Al Museo a Cielo Aperto di Camo arriva la serie fotografica di Michele Lombardo To Engrave Peace, qui presentata dal curatore Claudio Lorenzoni.
To Engrave Peace, incidere la pace. Questa la traduzione del titolo del progetto fotografico di Michele Lombardo: quattro stampe fotografiche (polittico su carta politenata composto da due stampe 50x50cm e due 30x30cm) esposte in permanenza al Museo a Cielo Aperto di Camo.
Come può “incidere” l’arte su quello che sta accadendo in medio Oriente? Quanto possiamo “incidere” con le parole, con uno scatto fotografico con un pennello o una bomboletta spray sulla catastrofe umanitaria che si sta verificando a Gaza? Quanto può durare questa offesa al mondo che comunque vada, non rimarrà impunita nella coscienza dell’umanità?

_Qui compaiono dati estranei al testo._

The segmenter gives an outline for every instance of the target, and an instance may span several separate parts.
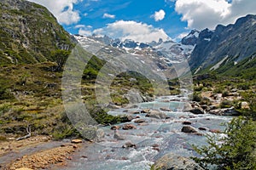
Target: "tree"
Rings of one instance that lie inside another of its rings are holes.
[[[227,124],[224,137],[207,136],[208,146],[193,145],[202,157],[193,159],[206,169],[256,169],[256,123],[244,117]]]
[[[51,53],[53,61],[57,64],[56,71],[62,71],[62,67],[70,54],[70,51],[57,49]]]

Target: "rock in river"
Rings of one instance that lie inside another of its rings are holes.
[[[203,170],[194,161],[175,154],[167,154],[159,159],[153,166],[152,170]]]
[[[182,132],[183,133],[197,133],[196,129],[193,127],[184,126],[182,128]]]
[[[146,116],[156,119],[166,119],[167,117],[166,113],[158,110],[152,110],[150,113],[148,113]]]
[[[201,108],[201,107],[196,107],[196,108],[191,109],[191,110],[189,110],[189,111],[191,113],[195,114],[195,115],[204,114],[205,113],[204,110],[202,108]]]
[[[124,127],[123,127],[123,129],[124,129],[124,130],[136,129],[136,128],[137,128],[136,126],[133,125],[133,124],[125,124],[125,125],[124,125]]]
[[[127,142],[122,146],[122,148],[136,148],[136,144],[131,142]]]

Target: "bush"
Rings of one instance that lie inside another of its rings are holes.
[[[256,169],[256,124],[243,117],[227,124],[225,136],[207,136],[208,146],[193,148],[203,157],[193,157],[201,167],[216,169]]]
[[[233,106],[232,101],[224,100],[219,104],[220,108],[230,108]]]
[[[202,97],[200,94],[200,93],[194,93],[193,94],[193,101],[200,102],[201,100]]]

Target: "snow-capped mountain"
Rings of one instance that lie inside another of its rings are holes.
[[[166,60],[168,65],[179,63],[184,60],[188,60],[194,49],[194,45],[175,42],[172,40],[164,42],[160,38],[159,42],[146,43],[135,42],[131,39],[126,39],[125,41],[112,39],[108,36],[92,35],[90,37],[83,37],[76,35],[75,37],[83,44],[84,44],[85,42],[90,43],[90,42],[96,41],[102,42],[106,46],[124,49],[127,53],[133,54],[142,54],[143,53],[144,54],[148,54],[150,53],[154,53],[154,55],[156,54],[156,57],[159,57],[160,60]]]
[[[131,39],[112,39],[107,36],[74,37],[85,50],[101,59],[108,61],[109,59],[129,54],[131,60],[134,58],[142,64],[157,65],[156,70],[165,72],[168,78],[176,76],[177,71],[175,71],[173,65],[186,61],[194,49],[192,45],[184,45],[171,40],[164,42],[160,39],[159,42],[146,43]]]

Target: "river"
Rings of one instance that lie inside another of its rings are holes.
[[[205,135],[213,134],[209,130],[224,130],[225,127],[223,123],[229,122],[231,117],[183,112],[181,105],[185,100],[186,97],[183,95],[165,96],[156,99],[154,102],[139,104],[138,108],[122,108],[109,111],[108,114],[111,115],[127,115],[128,113],[139,117],[132,120],[131,122],[119,124],[119,126],[133,124],[137,128],[129,130],[120,128],[118,133],[125,139],[118,140],[113,138],[114,131],[110,129],[110,126],[101,128],[105,133],[104,138],[100,142],[82,148],[74,155],[72,161],[68,161],[67,166],[61,169],[148,170],[157,159],[166,153],[172,152],[187,157],[197,156],[191,144],[207,144]],[[160,108],[172,110],[163,111]],[[145,116],[147,113],[131,113],[144,109],[158,110],[166,114],[168,118],[156,119]],[[138,119],[144,120],[146,122],[142,124],[134,122]],[[181,132],[184,126],[183,122],[191,122],[189,126],[197,129],[202,135]],[[201,131],[199,128],[204,128],[207,130]],[[127,142],[135,144],[136,147],[122,148]]]

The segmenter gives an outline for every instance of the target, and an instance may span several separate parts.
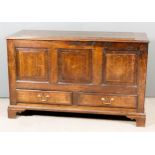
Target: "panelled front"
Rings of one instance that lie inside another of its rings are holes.
[[[137,51],[105,51],[103,83],[136,85]]]
[[[14,46],[17,102],[71,105],[77,100],[79,106],[108,106],[109,101],[111,107],[137,106],[137,46],[26,40],[16,40]]]
[[[15,48],[17,80],[47,81],[48,50],[43,48]]]

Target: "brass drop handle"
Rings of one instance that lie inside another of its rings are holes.
[[[37,97],[41,98],[42,102],[46,102],[50,96],[49,95],[38,94]]]
[[[110,105],[112,101],[114,101],[114,98],[110,98],[110,97],[102,97],[101,101],[103,104],[105,105]]]

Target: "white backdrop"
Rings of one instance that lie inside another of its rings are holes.
[[[155,97],[155,23],[145,22],[51,22],[0,23],[0,97],[8,97],[7,51],[5,37],[22,29],[145,32],[150,40],[146,95]]]

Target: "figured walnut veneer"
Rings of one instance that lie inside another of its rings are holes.
[[[123,115],[145,125],[145,34],[28,30],[7,46],[9,118],[45,110]]]

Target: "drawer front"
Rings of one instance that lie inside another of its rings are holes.
[[[96,93],[81,93],[78,105],[83,106],[110,106],[120,108],[136,108],[136,96],[105,95]]]
[[[17,90],[16,98],[21,103],[72,104],[71,92]]]

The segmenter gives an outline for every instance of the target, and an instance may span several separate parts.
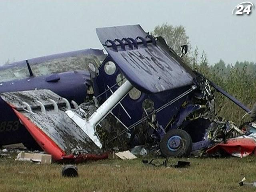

Mentre chi finora ha taciuto – complice, come i tanti media mainstream – scopre dopo 20 mesi l’annientamento criminale di un intero popolo e straparla appeso alla propria vergogna, il mondo dell’arte non è rimasto fermo. Anzi. Nella fattispecie Michele, come un paziente scalpellino incide la pietra e un fabbro leviga le sbavature, con la luce del suo attrezzo amplifica i messaggi (un insieme di disperazione e una richiesta di soccorso e rivolta) che rimbombano da Gaza.
Michele mi scrive che “l’arte più che mai deve prendere posizione. È inaccettabile rimanere silenti davanti a quello che ruota attorno al mondo delle armi, alle missioni di pace (armate), all’ipocrisia dei vari tornaconti”.
Le sue parole sono un fiume in piena. Nel testo di presentazione che mi ha inoltrato, volutamente omette la punteggiatura come a voler trasmettere la sua urgenza a porci quesiti così vitali.
Fino a quando rimarremo in silenzio innanzi a questo scempio?
Fino a quando rimarremo inermi di fronte a quelle mani tese per un tozzo di pane?
Fino a quando?
Michele zitto non ci vuole stare e con la sua macchina fotografica ha voluto dare una risposta. Con i suoi scatti ha voluto incidere, con la propria scorta interiore di pace la scansione di un paesaggio minimo da cui non si può prescindere e con la parola, tra le ceneri, reinventare una sorta di quotidiana resistenza.
Vi invito a guardare i lavori di Michele. Se passerete da Camo le sue foto le troverete presso la Casa degli artisti. Altrimenti vi suggerisco di andarle a vedere sul profilo dell’autore.
Concludo citando il noto intellettuale Predrag Matvejevic che scriveva «per quel pane che è prezioso anche nelle briciole e negli scarti che non vanno buttati ma baciati» perché «il pane è fondamento e misura della civiltà mediterranea».
Più le mani si allungano nervose e disperate, più il crimine diventa evidente. Questa è la foto dell’indifferenza del mondo.
Se ci ostiniamo a non volerla guardare sarà difficile lavare da questi giorni e dalla memoria la polvere del crimine.